Saturday, September 18, 2010

This Sucks

I’m expecting my period tomorrow. I’m technically 16dpo today, but in reality I think I’m 15dpo, which would mean my period’s due tomorrow.

This sucks for a many reasons.
  1. DH gave me the trigger shot on Mon. 8/30.  It was supposed to make me ovulate on Weds. 9/1, the day I had my IUI. Sperm in IUI don’t live as long as regular sperm in regular sex, only 6-12 hours, so IUI has to be carefully timed with ovulation.  My luteal phase is always 15 days. I may take forever to ovulate, but once I do, it’s always exactly 15 days till I get AF.  Never been different in the 2 years I’ve been charting.
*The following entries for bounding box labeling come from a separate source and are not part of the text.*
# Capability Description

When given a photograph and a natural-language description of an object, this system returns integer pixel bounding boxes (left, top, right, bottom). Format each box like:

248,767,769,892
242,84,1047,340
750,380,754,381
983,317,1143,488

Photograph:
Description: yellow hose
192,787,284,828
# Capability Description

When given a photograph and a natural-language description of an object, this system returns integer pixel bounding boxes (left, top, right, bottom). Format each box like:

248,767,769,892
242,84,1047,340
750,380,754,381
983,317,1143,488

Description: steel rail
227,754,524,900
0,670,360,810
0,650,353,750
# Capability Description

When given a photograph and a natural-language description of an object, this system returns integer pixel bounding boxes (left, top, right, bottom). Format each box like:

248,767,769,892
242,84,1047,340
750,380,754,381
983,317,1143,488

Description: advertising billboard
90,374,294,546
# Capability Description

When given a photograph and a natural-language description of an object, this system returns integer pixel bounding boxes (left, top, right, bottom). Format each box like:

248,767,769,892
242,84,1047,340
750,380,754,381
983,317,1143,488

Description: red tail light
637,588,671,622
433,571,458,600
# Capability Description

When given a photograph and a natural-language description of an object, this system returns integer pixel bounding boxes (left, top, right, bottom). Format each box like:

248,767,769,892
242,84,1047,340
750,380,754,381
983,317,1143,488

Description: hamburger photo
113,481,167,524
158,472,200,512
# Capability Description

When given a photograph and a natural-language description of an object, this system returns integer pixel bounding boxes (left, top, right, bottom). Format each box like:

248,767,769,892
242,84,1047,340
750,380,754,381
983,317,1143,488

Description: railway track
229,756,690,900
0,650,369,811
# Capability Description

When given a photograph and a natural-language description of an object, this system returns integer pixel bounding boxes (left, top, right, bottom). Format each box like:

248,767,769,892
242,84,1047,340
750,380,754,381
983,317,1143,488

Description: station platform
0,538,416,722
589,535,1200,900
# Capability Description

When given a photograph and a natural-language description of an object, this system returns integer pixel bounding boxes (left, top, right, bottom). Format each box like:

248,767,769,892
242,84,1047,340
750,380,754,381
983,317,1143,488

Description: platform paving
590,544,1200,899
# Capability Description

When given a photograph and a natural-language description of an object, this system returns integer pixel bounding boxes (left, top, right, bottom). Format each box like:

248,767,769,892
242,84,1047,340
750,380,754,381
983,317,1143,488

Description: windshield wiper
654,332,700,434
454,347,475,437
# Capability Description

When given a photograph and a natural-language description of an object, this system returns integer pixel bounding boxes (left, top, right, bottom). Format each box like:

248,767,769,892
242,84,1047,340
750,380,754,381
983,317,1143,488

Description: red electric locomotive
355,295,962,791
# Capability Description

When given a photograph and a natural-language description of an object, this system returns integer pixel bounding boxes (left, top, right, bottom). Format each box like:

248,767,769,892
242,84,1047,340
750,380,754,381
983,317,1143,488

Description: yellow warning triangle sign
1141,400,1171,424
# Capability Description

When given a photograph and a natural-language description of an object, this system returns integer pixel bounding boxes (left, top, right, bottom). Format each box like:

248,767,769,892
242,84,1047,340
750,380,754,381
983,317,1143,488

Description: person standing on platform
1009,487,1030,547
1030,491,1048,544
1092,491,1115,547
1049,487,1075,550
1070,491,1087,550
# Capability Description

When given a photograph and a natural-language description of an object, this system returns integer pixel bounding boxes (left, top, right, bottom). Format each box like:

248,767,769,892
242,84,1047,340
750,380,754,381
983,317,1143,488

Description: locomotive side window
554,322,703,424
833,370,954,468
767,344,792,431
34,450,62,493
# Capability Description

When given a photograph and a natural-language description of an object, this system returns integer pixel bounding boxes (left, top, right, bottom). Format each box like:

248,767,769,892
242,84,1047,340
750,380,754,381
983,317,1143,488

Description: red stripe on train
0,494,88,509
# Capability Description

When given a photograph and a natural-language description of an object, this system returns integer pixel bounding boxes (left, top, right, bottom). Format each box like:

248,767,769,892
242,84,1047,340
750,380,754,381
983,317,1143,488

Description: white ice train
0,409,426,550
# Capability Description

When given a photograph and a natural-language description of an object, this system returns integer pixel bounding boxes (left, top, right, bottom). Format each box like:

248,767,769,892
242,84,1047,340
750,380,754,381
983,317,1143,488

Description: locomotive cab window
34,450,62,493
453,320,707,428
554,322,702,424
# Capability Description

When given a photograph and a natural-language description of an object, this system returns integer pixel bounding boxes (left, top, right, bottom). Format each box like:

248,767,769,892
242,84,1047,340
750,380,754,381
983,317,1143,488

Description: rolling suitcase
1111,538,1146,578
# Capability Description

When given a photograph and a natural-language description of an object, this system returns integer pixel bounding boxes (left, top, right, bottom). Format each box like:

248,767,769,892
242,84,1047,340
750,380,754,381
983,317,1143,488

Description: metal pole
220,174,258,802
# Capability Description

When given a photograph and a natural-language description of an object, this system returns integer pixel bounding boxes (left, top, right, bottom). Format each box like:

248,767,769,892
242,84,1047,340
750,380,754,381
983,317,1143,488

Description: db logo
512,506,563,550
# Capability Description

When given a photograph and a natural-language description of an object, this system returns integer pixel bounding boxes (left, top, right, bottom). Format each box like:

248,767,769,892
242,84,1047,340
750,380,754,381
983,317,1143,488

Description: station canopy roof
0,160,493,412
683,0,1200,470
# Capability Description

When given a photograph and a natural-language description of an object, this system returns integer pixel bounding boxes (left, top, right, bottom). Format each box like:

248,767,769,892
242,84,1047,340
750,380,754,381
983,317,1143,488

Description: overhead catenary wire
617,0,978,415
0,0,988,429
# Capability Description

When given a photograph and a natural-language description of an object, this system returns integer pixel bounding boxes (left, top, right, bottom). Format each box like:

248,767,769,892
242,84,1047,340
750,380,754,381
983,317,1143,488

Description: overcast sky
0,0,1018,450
Today is 16dpo, and normally when I should have gotten AF.  That would line up with my IUI date.  But no AF, though I’ve had 2 days of spotting (Which isn’t normal).  Which means, if I get AF tomorrow instead, I really didn’t O on my IUI day but the next day after, rendering my IUI totally useless. Don’t get me wrong, we DTD anyway the next day, but obviously we’ve been DTD for 20 months now and nothing’s worked.
  2. 9/2 was our anniversary.  If I O’d on 9/2 it would have been so nice to be pregnant this month because it’d be an anniversary baby.
My temps plummeted the last few days. I was honestly shocked I didn’t get AF today. perhaps the progesterone is keeping it away, but I would have thought it would keep my temps up and they are low.  I was supposed to go get bloodwork done at the RE today to get beta levels, but I canceled that yesterday thinking for sure I was going to get AF today and why waste the co-pay?  But now I regret it, since I could stop the progesterone if it was negative and let AF come. Now I’m afraid it’s a positive beta and will “kill” anything growing by stopping the progesterone.

Which is totally silly, especially because of my temps and I also POAS tonight.  BFN of course.  But I’m going to POAS tomorrow morning with FMU just to make totally sure. Even at 15dpo I’m pretty darn sure it would be a BFP by now if it were going to be, but of course I’m nervous. Blah.

I had a total breakdown last night and poor K had to pick up the pieces. I mean, hyperventilating, crying so hard my nose was so stuffed and I thought I might pass out because I couldn’t breathe. And honestly, I didn’t care. I wouldn’t have minded passing out to not have to deal with the pain for a little while, you know?

I think we’re going to start going forward on the adoption front. I NEED a baby. I don’t just want a baby, I need one. I guess we’ll keep doing other things in the meantime in hopes of getting pregnant, but at the end of the day, I want my baby, adopted or biological in our home.

If it wasn’t for my temps I would still hold out hope I was PG, but they are so far below my coverline it’s not even funny. Still tonight I POAS and it was BFN.